KOMİSYON KONUŞMASI

BAŞKAN VEYSEL EROĞLU - Abdullah Bey, bir hususu belirtmem lazım. Özellikle, tabii, bu enerji depolaması, enerji sistemlerinin optimum şekilde çalıştırılması çok önemli. Bu o kadar önemli ki çünkü çok kaynak var; rüzgâr, güneş, jeotermal, hidrolik vesaire, doğal gaz çevrim santralleri, kömür santralleri. Bunlar için gerçekten çok ciddi bir optimizasyon programı yapmak gerektiği kanaatindeyim. Yani bazen eksik oluyor, falanca kaynağa yüklenelim deniliyor. Dolayısıyla, bunları bir ele almak gerekir. Yani enerji sistemlerinin optimum işletilmesi, bu konuya temas ederseniz isabet olur.

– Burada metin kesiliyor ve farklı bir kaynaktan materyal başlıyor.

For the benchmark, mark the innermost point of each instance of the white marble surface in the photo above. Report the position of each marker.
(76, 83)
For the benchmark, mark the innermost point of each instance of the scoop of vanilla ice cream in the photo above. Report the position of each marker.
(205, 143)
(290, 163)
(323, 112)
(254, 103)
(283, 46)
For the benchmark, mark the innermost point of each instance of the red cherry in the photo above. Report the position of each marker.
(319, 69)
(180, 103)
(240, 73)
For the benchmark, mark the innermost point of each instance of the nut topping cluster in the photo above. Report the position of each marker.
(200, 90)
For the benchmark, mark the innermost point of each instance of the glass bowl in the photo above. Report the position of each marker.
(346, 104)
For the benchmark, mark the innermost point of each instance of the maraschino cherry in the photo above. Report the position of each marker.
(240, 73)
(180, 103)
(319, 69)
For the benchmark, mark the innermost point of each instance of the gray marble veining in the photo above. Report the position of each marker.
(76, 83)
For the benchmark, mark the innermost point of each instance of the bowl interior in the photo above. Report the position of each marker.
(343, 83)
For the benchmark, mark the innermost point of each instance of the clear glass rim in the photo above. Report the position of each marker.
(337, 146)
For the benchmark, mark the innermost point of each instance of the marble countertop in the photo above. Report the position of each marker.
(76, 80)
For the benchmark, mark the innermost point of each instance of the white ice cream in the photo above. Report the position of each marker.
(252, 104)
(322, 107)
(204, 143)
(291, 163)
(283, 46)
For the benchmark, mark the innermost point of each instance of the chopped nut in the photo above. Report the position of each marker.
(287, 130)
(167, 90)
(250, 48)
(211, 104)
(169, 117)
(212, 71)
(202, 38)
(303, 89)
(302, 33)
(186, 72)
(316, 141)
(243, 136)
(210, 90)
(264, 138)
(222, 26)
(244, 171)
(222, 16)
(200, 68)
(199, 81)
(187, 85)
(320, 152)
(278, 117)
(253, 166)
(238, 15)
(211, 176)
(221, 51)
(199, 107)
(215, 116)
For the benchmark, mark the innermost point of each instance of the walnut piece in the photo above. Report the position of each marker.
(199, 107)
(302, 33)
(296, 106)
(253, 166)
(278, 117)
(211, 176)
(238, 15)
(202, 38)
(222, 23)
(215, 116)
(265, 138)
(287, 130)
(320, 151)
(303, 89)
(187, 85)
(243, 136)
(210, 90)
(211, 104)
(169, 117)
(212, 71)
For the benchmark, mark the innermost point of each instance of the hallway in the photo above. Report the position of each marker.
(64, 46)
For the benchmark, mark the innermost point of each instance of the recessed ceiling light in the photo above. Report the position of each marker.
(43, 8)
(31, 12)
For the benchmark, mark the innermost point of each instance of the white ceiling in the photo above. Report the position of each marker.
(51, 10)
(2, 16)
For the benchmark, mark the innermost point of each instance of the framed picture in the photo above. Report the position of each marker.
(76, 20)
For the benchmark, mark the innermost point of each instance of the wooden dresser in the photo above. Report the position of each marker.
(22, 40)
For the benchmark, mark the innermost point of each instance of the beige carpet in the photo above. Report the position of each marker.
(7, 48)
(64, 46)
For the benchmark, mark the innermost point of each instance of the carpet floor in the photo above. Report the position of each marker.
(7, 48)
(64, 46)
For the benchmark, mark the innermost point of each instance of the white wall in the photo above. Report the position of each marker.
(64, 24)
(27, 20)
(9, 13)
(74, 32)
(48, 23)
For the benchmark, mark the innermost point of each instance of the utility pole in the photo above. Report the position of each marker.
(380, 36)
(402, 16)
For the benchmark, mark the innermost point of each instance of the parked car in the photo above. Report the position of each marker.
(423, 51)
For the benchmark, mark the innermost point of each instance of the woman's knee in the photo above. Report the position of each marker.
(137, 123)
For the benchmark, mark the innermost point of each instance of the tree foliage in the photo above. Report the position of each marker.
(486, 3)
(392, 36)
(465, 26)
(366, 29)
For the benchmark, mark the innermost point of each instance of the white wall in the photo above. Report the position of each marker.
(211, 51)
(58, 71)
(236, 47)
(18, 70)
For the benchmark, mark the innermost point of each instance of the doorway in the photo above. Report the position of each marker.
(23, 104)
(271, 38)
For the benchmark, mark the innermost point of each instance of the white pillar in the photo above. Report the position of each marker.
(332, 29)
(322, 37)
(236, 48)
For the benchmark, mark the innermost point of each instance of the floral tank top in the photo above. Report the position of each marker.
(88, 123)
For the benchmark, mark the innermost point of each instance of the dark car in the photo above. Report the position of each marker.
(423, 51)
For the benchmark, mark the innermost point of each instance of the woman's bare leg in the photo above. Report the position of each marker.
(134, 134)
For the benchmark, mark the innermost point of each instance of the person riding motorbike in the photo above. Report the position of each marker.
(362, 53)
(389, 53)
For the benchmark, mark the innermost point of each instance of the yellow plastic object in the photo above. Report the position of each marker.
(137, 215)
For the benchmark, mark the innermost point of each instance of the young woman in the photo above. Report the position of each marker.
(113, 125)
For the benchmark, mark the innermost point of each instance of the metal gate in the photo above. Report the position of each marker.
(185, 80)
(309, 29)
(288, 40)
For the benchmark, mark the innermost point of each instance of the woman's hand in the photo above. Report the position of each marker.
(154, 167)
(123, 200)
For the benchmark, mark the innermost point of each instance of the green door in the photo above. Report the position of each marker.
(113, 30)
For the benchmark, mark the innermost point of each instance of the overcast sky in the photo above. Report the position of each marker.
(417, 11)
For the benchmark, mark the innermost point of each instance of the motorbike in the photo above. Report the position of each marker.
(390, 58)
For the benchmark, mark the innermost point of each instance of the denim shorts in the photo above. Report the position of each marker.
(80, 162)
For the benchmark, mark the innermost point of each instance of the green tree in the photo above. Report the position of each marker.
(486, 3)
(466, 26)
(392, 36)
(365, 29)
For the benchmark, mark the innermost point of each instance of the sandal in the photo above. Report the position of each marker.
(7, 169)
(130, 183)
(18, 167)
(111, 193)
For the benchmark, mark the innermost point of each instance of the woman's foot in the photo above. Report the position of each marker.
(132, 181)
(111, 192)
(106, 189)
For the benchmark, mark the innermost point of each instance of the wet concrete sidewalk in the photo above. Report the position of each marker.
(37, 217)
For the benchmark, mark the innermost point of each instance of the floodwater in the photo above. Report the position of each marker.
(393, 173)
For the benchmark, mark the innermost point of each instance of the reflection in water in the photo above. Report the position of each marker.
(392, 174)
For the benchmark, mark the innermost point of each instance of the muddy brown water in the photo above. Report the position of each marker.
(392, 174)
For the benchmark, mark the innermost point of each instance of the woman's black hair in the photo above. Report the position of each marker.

İkinci husus da özellikle madencilerin talebi şu: Tamam, sondajları kolaylaştıralım ama maden ruhsatı verirken Maden Dairesi -şimdi Maden ve Petrol İşleri Genel Müdürlüğü oldu- bu birim mutlaka bütün kurumlardan gerekli izin, müsaadeleri alarak ruhsatı ona göre versin. Aksi takdirde iş adamlarıyla, madencilerle kurumlar arasında sürtüşme çıkıyor. İhale edilmiş, masraf yapıyor, ondan sonra... Yani bunu lütfen koyu harflerle yazın. Aksi takdirde çok şikâyet oluyor, o şikâyetler siyasilere geliyor, diyor ki: "Biz ruhsat aldık, parasını ödedik, geri de alamıyoruz fakat falanca birimden izin alamıyoruz." Sulak alanmış veya korunan alanmış veyahut da Doğa Koruma ve Millî Parklar sit alanıymış. Tamam da bunu önce -lütfen, bütün kurumlar için söylüyorum- önce ruhsat edilecek alanların, bütün izinleri alınıp ona göre yapılması lazım. Bir de planlama yapılması lazım yani birbirine yakın çok sayıda taş ocağı olmaz. Planlarsınız aynı... Bunun için Maden İşleri Genel Müdürlüğünün önce etüt çalışmalarını hızlandırması gerekir. Yani kaynaklarımızı devlet bulsun, taş ocağı nereden alınacaksa bunları tespit etsin, uygun alanlardan, sonra onları bölüp aynı alanı işleticilere, madencilere tahsis etsin, ruhsat versin. Biz bunu talep ediyoruz.

Bir de tabii, enerjiyle ilgili; jeotermal enerjide gerçekten reenjeksiyon pek yapılmıyor; araziye salınıyor ve araziyi kısa zamanda çoraklaştırıyor. Bunu ya sizin Enerji Bakanlığının ilgili birimleri kontrol etsin veyahut DSİ'ye verin, yer altı sularında sorumlu yüzey sularını DSİ kontrol etsin. Bunların çok önemli olduğunu vurgulamak istiyorum.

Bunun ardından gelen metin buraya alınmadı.